Mr Blair's reforms to secondary education were supposed to be the central plank of his third term in office, but 52 Labour backbenchers voted against them.

The scale of the rebellion was enough to rob Mr Blair of his majority in the House of Commons.

The Bill was saved by the Conservatives, who voted with the Government and ensured that it received a second reading.

Mr Blair's inability to pass legislation without the backing of the Opposition is a serious blow to his authority.

The Bill passed its second reading by 458 votes to 115. The Government won a separate vote on the timetable of the Bill by 300 to 290, with its majority cut to just ten.

At the Labour conference in Brighton last year, Mr Blair put public service reforms at the heart of his third-term agenda.

He told delegates: "Every time I've ever introduced a reform in government, I wish in retrospect I had gone further."

But Labour MPs including Lynne Jones (Lab Selly Oak), Clare Short (Lab Ladywood), Ken Purchase (Lab Wolverhampton North East) and Joan Walley (Lab Stoke North) voted against the Education Bill.
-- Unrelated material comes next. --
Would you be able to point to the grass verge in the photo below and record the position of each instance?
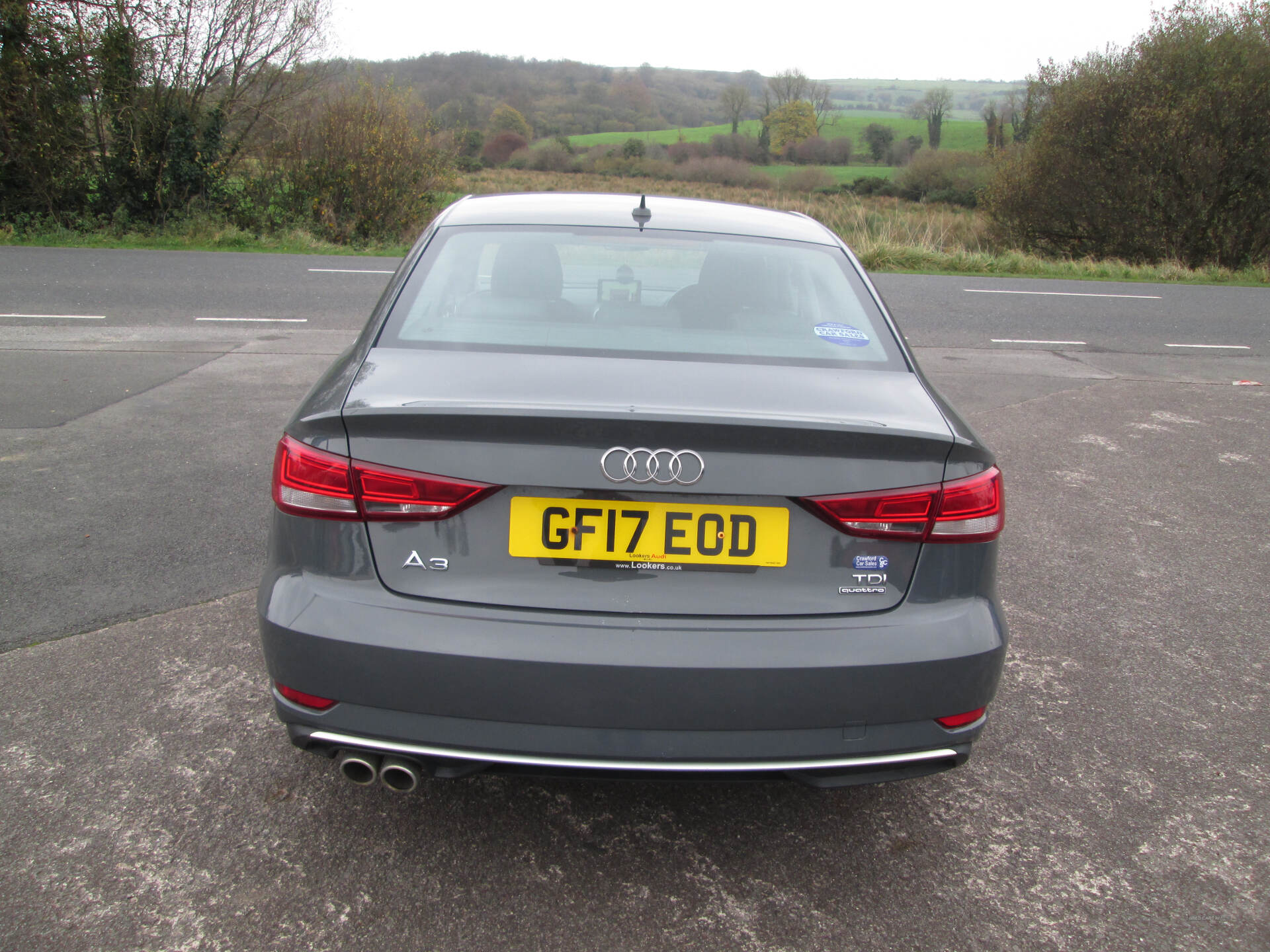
(196, 235)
Others abstained, including Roger Godsiff (Lab Sparkbrook and Small Heath), Paul Farrelly (Lab Newcastle-under-Lyme) and Mark Fisher (Lab Stoke Central).

Two Midland MPs who had earlier opposed the proposals, Richard Burden (Lab Northfield) and Geoffrey Robinson (Lab Coventry West), voted with the Government.
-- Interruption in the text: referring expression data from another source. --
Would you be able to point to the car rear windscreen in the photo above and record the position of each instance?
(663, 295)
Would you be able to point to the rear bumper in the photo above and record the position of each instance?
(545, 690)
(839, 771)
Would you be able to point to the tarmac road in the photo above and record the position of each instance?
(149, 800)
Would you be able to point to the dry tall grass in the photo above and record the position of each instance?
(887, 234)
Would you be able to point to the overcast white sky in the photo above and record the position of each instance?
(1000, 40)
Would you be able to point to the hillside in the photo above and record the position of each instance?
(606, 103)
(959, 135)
The reforms include allowing parents, businesses and voluntary groups to set up trust schools.

Schools will be encouraged to set up federations with other schools and failing schools given a year to turn around or face being closed.

In a concession designed to win over Labour rebels, the Bill also contained measures to ban schools from interviewing parents and pupils, and selecting pupils by ability.

Speaking after the vote, Birmingham MP Steve McCabe (Lab Hall Green) said: "The vast majority of the Parliamentary Labour Party supported this Bill."

The PM must now walk a tightrope in the run-up to the final reading, as Labour MPs are likely to demand further concessions while Tory leader Mr Cameron will threaten to withdraw support if the Bill is watered down.